The spiritual aspect of the artist is evident in some works of religious nature (Christian) carried out mainly with paintings on carved wood. As an engraver he concentrated mainly on portraits; among his subjects were St Francis Maria of Camporosso (1804–1866), the violinist Ernesto Camillo Sivori (1815–1894) and Margaret of Savoy (1851–1926).

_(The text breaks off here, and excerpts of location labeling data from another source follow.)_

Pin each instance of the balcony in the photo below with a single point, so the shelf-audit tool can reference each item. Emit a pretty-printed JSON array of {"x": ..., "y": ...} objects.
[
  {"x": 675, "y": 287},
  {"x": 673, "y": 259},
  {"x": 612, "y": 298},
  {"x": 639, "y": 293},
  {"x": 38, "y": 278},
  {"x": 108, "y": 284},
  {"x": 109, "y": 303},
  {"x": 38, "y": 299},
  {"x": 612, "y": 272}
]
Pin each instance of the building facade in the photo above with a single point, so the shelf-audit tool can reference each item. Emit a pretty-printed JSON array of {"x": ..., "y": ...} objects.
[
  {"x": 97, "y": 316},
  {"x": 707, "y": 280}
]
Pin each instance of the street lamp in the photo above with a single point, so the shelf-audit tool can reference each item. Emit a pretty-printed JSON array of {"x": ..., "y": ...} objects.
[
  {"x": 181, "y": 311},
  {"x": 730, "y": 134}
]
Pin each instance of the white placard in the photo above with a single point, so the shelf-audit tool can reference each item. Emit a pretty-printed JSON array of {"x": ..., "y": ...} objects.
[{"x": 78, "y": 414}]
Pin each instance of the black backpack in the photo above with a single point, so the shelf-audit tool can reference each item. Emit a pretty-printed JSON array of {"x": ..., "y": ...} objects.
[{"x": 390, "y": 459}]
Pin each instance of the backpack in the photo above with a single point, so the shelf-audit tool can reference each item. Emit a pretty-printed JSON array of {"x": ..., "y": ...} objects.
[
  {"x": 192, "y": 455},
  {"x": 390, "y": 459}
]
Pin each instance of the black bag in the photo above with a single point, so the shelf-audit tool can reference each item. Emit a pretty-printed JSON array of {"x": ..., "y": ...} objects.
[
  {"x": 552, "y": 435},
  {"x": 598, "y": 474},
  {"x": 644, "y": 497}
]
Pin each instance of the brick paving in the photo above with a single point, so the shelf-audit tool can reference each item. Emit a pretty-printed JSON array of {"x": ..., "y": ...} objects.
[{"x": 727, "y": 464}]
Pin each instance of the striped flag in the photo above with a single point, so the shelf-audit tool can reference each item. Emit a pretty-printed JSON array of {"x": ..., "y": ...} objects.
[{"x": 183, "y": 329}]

Antonio Frixione died in Genoa on April 14, 1914.

== Works ==
His works are mainly in private collections, and include:
- Fishermen on the sea of Levant
- The church ruins of Camaldoli
- The Duke of Galliera offers pier to homeland
- The Arco gate
- View of Gavi
- Huts of Marcarolo
- Bridge on the River
- The greengrocer woman
- The sailorman
- Francesco Maria da Camporosso (Holy Father)
- Margaret of Savoy
- Self-portrait

== Bibliography ==
- Ligurian painter biographies.
- Dizionario degli Artisti Liguri, curated by Germano Beringheli; De Ferrari Editore 2006.
- Dizionario Pittori Liguri ‘800 e ‘900; Gianluigi e Giuseppe Costa; gallery editrice.
- Pittori Liguri dell’800 e del primo 900 Giuseppe Costa; SAGEP Editrice Genova 1994.
- Genova, il Novecento, curated by Giuseppe Marcenaro; Catalogo della Mostra Genova Centro dei Liguri; May20-July 10, 1986.
- A.M.Comanducci, II, 1971 p. 1304.
- Dizionario Enciclopedico Bolaffi, V, 1974 p. 164.